Dopo gli studi sulle differenze fra uomini e donne e sulla Timeline di Facebook, oggi parliamo di una nuova ricerca di EyeTrackShop sul posizionamento dei banner e sui visi umani all’interno di essi.
Posizione dei banner

Attualmente, la maggior parte dei siti web editoriali include un banner rettangolare (solitamente un leaderboard 728×90) in alto e uno più o meno quadrato (un medium rectangle 300×250) appena sotto, sulla spalla di destra.
Effettivamente questi 2 formati, in quelle 2 posizioni, registrano una buona visibilità: il leaderboard l’81%, mentre il medium rectangle il 74%.
Curiosamente, pochissimi layout hanno oggi una spalla sulla sinistra, dove invece pare che i banner si vedano meglio (84%) – cosa peraltro suggerita anche da vecchi studi di eye tracking effettuati da Google.
Rimangono confermate le pessime performance dei banner below the fold: solo il 33% degli utenti visualizza il banner posizionato “sotto la piega” della pagina.
Banner con visi

Inserire visi umani negli annunci pubblicitari rimane una scelta vincente: una skin con i volti di un uomo e una donna è stata infatti guardata dal 100% degli utenti, rispetto a quella con un annuncio testuale che ha calamitato solo l’80% degli sguardi.
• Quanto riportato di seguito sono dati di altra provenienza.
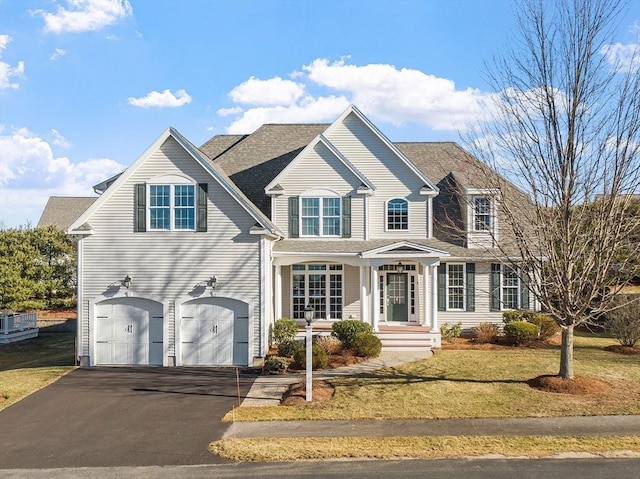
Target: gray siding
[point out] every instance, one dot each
(169, 264)
(390, 176)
Personalmente non posso che confermare la validità dell’elemento umano nel banner, anche alla luce delle percentuali di click e conversioni osservate con i miei occhi alcuni anni fa.
Dal CPM a Real CPM
Mathias Plank, CEO di EyeTrackShop, propone dunque il passaggio dal CPM al Real CPM: il costo del banner viene legato alla sua visibilità all’interno della pagina, non solo in base alla posizione della creatività ma anche degli elementi che la caratterizzano (ad esempio, il Real CPM della skin testuale è inferiore a quella con i volti umani).
L’idea è simpatica, ma irrealizzabile: per ogni sito e per ogni singola campagna pubblicitaria, andrebbe infatti effettuato uno studio di eye tracking ad hoc, e non credo proprio sia una via economica e praticabile…
4 Risposte
evolution
luglio 10th, 2012 at 12:11
1Interessante, forse era meglio chiedersi: ‘Quali banner guardiamo di meno?’
pcnewsystems
luglio 11th, 2012 at 11:49
2Ripeto, i banner testuali incassano di meno a vengono più cliccati, perchè l’utente ha l’impressione che siano omogenei alla pagina web in cui sono contenuti. I banner in flash incassano di più però sono meno cliccati.
Come (non) fare (web) advertising in tempi di crisi (delle idee) | [4]Marketing.biz
luglio 11th, 2012 at 15:29
3[...] valutiamo il suggerimento di passare ad uno strumento piuttosto difficile da implementare come il Real CPM per misurare meglio l’efficacia dei banner, non si puo’ certo dire che stiamo risolvendo molto. [...]
Ugo
luglio 23rd, 2012 at 18:21
4d’accordo con te ma credo sia importante fare valutazioni più o meno care sulle posizioni in pagina. Certo uno studio di eyetracking non si può ma valutare economicamente una posizione sul reale impatto di visualizzazione sarebbe importante. Ora accade solo in parte sopratutto con gli editori più importanti.